Über mich

Christoph Gotsch

Mein Verständnis der Heilpädagogik

Meine Rolle als Heilpädagoge ist es, die Stärken und Begabungen der Kinder und Jugendlichen in den Mittelpunkt meiner Arbeit zu stellen. Daher sehe ich mich als Entwicklungsbegleiter, der auf die Individualitäten jedes einzelnen Menschen eingeht und versucht anhand seiner Stärken ein positives Selbstbild (Ich- Kompetenz) aufzubauen. Hierbei spielt die Mitbestimmung jedes einzelnen eine zentrale Rolle.

Meine Arbeit ist nicht nur wichtig für das einzelne Kind, sondern auch für die gesamte Bildungslandschaft. In inklusiven Bildungsangebote, wird eine Lernatmosphäre gestaltet, die jedem einzelnen die Möglichkeit schagt, sich frei zu entfalten und aktiv am sozialen Lernen teilzunehmen.

Nach diesem Verständnis arbeite ich seit über 10 Jahren heilpädagogisch in verschiedensten Settings und seit 5 Jahren freiberuflich mit Praxisräumlichkeiten in Buchen.
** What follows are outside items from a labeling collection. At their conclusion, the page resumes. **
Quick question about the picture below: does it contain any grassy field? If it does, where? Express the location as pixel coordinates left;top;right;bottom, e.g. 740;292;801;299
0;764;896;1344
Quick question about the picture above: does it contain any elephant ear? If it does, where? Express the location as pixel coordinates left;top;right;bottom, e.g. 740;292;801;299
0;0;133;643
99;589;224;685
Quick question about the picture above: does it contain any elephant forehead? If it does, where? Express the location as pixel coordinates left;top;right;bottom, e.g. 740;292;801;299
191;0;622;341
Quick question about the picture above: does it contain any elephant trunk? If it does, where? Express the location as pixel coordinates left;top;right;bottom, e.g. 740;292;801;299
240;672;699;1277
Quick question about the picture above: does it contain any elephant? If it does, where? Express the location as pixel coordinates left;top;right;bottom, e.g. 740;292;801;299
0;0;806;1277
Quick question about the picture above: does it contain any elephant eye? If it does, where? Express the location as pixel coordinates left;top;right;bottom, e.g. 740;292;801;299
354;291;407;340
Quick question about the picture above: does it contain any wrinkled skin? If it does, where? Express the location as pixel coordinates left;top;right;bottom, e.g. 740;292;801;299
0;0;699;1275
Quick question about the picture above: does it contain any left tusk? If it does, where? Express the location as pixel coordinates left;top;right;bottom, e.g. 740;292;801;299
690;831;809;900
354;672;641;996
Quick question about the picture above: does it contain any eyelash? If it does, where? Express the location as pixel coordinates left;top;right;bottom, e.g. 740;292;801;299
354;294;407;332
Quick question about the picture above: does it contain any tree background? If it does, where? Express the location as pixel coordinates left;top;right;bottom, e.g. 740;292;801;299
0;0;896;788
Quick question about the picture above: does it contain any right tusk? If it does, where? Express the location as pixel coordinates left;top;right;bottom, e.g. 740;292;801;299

„Wir müssen das Kind verstehen, bevor wir es erziehen.“

– Paul Moor

Zertifikate

Heilpädagogische Diagnostik

Die heilpädagogische Diagnostik ist die Grundlage für jedes heilpädagogische Handeln. Sie umfasst die Person in ihrer Ganzheitlichkeit und reduziert sich dabei nicht nur auf die Defizite, sondern nimmt die Ressourcen und die Entwicklungspotenziale in den Mittelpunkt. Sie nimmt den Menschen in seinem gesamten Umfeld (Lebenssituation) wahr. Die durch die Diagnostik erworbenen Kenntnisse bieten die Grundlage für die Planung und Gestaltung der heilpädagogischen Förderpläne. Dabei sind die Prozesse dynamisch und werden kontinuierlich beobachtet, ausgewertet und reflektiert.

Psychomotorik

Die Psychomotorik bietet die Möglichkeit, über die Bewegung einen Zugang zu dem Kind/Jugendlichen zu schaPen. Dabei ist in der Psychomotorik, ähnlich der Heilpädagogik, das Menschenbild der Ganzheitlichkeit entscheidend. In psychomotorischen Einheiten werden die Klienten individuell wahrgenommen und das Programm auf die jeweiligen Personen angepasst. Dies ist ein entscheidender Unterschied zum Sportunterricht oder Vereinssport. Hier wird das Programm vorgegeben und die Spielenden passen sich den Vorgaben an. Aus diesem Grund sieht sich die Psychomotorik als Entwicklungsbegleiter. Es soll dem Einzelnen Raum und Möglichkeit geben, verschiedenste Entwicklungsthemen für sich zu erarbeiten und dabei seinen eigenen „Lernplan“ zu verfolgen.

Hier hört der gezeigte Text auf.